When a new portfolio project adopts these patterns, it immediately inherits the integration story. "How do I connect to Emily?" becomes "same way everything else does."

The strategic frame

There's an implicit bet here: that concentrating cognition in Emily and having adjacent projects compose against them is cheaper than each project building their own.

The bet is right for two reasons:

1. Cognition is expensive to build well. The memory tiers, the framework calibration, the autonomous correction loop — these took years to settle. Every project that reinvents them pays the cost and probably gets a worse version.

2. The value compounds. Emily improves, the whole portfolio improves. A new framework version lifts every project that uses them.
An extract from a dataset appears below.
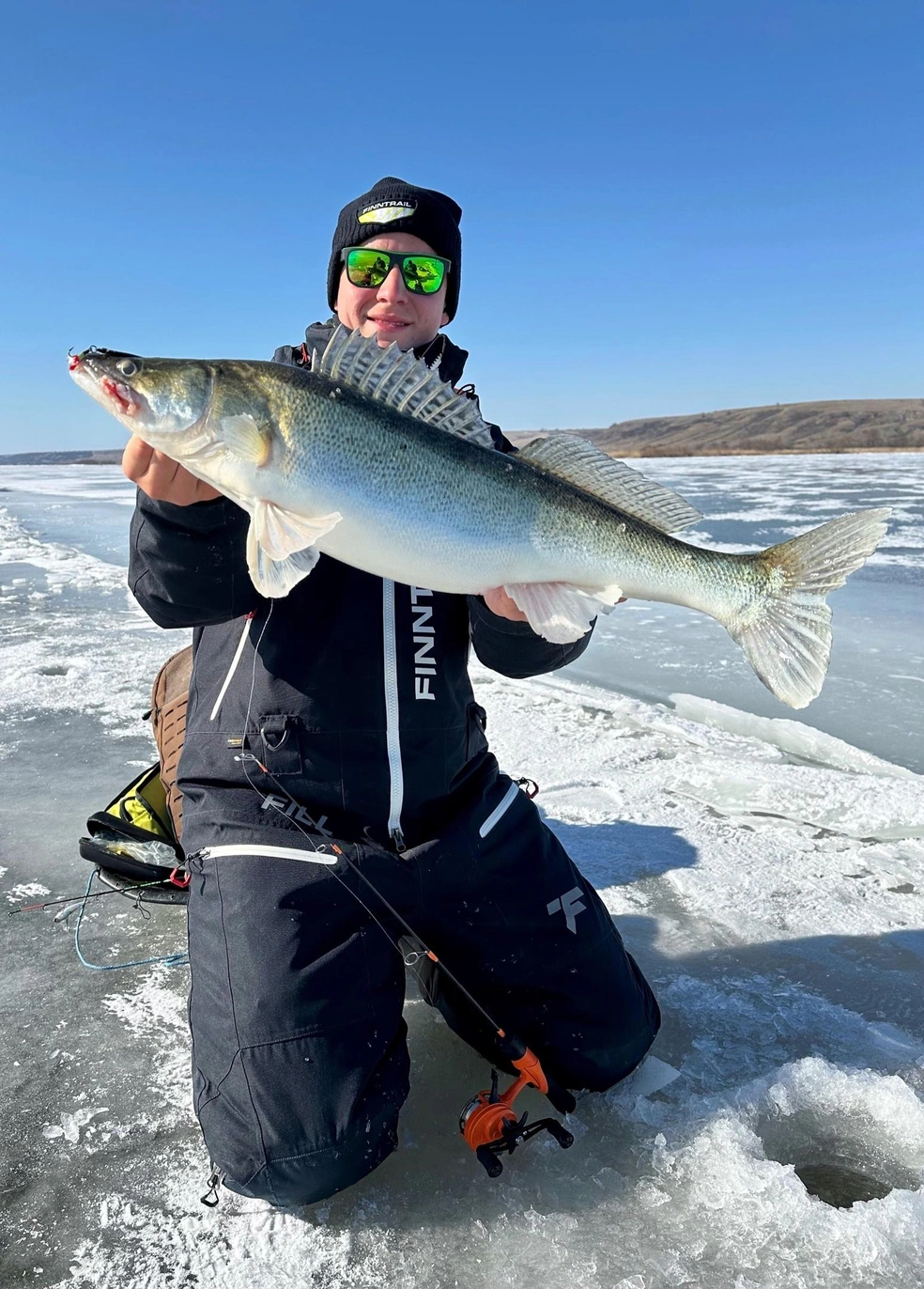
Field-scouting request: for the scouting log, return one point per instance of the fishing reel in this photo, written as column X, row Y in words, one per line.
column 488, row 1123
A new MCP tool becomes available to every integration.

Contrast the alternative: each project runs its own cognition stack, improvements are per-project, and upgrades are N separate migrations instead of one.

What doesn't compose (and why that's fine)

Not everything should compose. Some things are project-specific:

  • scsiwyg's newsletter system is scsiwyg's concern, not Emily's
  • Emily's memory topology is Emily's concern, not shared

The discipline is: compose the cognitive substrate, keep the domain-specific parts local. This is how the portfolio stays coherent without Emily becoming a monolith.

What this looks like for a third-party project

For a project outside the portfolio that wants to integrate:

  1. Add MCP client support. Your agent calls ask_emily and helios_* tools.
  2. Authenticate via OAuth. Emily's MCP OAuth provider issues scoped tokens.
  3. Scope your access. You only get the tools and data your integration needs.

You don't have to run Emily. You don't have to understand their internals. You just have to speak MCP. That's what makes them a platform in the actual sense — composition is cheap.

The portfolio narrative

The Worksona portfolio is a collection of projects that each do one thing well and share a substrate. Emily is the cognition substrate. scsiwyg is the publishing substrate. They compose rather than collide.

If you're building anything cognitively heavy, Emily is probably the right platform to compose against. If you're building something for public narrative, scsiwyg.

Pick the right substrate. Keep the domain-specific parts local. That's how a portfolio of small coherent projects becomes more than the sum of its parts.


Part of the Emily OS business documentation suite.